The Senate Judiciary Committee plans to explore questions about the pardon’s validity and the process used to make and execute the decision during what is expected to be a lengthy hearing.
The House Government Reform Committee also is conducting an inquiry into the pardon and whether it was influenced by hundreds of thousands of dollars in Democratic campaign contributions from Rich’s ex-wife, Denise, or by the involvement of Rich’s lawyer, former White House counsel Jack Quinn.
Republican Sen. Arlen Specter of Pennsylvania, who will lead the Senate probe, said there were unanswered questions about the timing of the preparation of some pardon documents and whether the pardon was conditioned on the end of Rich’s sentence. Rich was never sentenced.
“There may be a real issue as to whether a pardon has been granted here,” Specter told reporters.
The Senate hearing comes one day after President George W. Bush, asked about the pardon investigations, said it was time to “move on” but acknowledged: “Congress is going to do what they’re going to do.”

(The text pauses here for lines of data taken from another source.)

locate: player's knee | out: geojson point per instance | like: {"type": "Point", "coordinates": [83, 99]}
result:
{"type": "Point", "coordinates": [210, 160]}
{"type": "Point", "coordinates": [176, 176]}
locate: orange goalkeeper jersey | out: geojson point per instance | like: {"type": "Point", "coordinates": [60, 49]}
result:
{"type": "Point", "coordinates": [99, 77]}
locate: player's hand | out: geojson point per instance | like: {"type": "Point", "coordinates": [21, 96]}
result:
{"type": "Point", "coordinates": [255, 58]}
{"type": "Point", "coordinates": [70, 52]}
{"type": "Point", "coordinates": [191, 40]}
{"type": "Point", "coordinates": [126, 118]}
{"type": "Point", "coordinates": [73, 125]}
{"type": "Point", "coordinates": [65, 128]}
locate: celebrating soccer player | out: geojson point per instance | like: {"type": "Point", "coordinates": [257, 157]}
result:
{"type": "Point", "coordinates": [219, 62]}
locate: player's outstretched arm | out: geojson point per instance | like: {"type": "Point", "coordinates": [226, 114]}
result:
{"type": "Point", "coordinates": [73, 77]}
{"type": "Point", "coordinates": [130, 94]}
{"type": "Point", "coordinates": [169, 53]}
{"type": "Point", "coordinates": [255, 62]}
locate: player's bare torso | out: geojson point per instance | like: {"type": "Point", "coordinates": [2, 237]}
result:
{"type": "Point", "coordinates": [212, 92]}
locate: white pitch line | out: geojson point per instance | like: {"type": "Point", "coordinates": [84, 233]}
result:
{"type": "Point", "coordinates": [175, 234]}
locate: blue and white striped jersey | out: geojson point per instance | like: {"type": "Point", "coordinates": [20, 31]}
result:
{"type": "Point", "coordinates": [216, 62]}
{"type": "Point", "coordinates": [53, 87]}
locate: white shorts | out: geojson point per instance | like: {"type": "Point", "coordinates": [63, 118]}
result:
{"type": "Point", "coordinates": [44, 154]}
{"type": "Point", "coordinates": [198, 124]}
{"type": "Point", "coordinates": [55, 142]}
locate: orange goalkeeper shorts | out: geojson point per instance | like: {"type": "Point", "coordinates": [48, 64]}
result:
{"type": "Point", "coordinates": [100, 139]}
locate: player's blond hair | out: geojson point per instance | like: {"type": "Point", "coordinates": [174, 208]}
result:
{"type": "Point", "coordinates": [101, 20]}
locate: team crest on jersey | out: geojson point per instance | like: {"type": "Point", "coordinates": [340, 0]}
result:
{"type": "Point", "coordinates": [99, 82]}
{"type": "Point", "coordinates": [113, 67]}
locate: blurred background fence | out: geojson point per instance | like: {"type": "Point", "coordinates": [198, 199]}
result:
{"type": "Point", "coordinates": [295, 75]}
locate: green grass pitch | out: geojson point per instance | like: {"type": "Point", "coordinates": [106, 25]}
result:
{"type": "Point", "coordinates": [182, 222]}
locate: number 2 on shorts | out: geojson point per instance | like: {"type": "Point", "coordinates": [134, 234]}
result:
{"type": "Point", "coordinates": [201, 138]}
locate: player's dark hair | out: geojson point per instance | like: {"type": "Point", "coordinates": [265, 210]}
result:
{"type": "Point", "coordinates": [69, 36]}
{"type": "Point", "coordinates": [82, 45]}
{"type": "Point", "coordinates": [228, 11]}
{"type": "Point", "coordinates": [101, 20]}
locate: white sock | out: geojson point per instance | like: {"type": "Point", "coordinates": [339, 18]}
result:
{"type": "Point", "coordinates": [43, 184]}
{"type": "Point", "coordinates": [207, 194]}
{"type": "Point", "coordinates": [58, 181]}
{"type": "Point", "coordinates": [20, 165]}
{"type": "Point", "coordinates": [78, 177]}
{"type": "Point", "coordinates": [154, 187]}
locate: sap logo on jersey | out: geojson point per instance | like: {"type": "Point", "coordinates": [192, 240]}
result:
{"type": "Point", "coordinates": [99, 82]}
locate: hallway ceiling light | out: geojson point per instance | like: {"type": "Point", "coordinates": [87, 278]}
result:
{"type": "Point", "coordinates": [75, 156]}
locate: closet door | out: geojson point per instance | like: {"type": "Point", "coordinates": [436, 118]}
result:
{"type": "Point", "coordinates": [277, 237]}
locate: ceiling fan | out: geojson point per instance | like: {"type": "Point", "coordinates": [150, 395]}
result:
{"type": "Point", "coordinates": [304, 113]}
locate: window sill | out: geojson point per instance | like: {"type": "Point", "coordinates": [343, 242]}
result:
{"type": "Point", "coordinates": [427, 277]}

The Senate session also follows last week’s day-long House hearing in which Republicans questioned the pardon and what role the donations might have played in it.
House investigators stepped up their probe on Tuesday, issuing subpoenas for Denise Rich’s bank records and a list of everyone who had donated more than US$5,000 to the Clinton presidential library foundation.
Rich donated US$450,000 or more to the library foundation but has refused to answer 14 written questions about that and other issues submitted to her by the committee, claiming her constitutional protection against self incrimination.
House Committee Chairman Dan Burton, a vocal Clinton critic, has sought Justice Department permission to grant immunity to Denise Rich in order to compel her testimony.
The Indiana Republican, who presided over a three-year inquiry into possible fund raising abuses during Clinton’s re-election campaign, also sent letters to the Secret Service and National Archives seeking White House visitor logs and phone records to determine how often Denise Rich, her two daughters and a son-in-law spoke to or visited someone there.
Burton also asked the Central Intelligence Agency to declassify information on Marc Rich that it provided Burton in a recent classified briefing, and asked the Defense Intelligence Agency for any information it has on Marc Rich.
Allegations have surfaced since the pardon that Rich provided intelligence data to Israel and other countries.
Marc Rich, who fled to exile in Switzerland 17 years ago, was given a presidential pardon on Jan. 20, the day Clinton left office. The pardon frees Rich from prosecution on more than 50 counts of racketeering, wire fraud, income tax evasion and illegal oil trading with Iran.
Specter told reporters the Senate will go in a “different direction” than the House hearing, with the first witness scheduled to be Justice Department pardons attorney Roger Adams.
“We are going to start off by talking to the pardon attorney to examine the procedures and the validity of the pardons themselves,” Specter said. “I’m not trying to undo the pardons; I’m trying to find out what has happened.”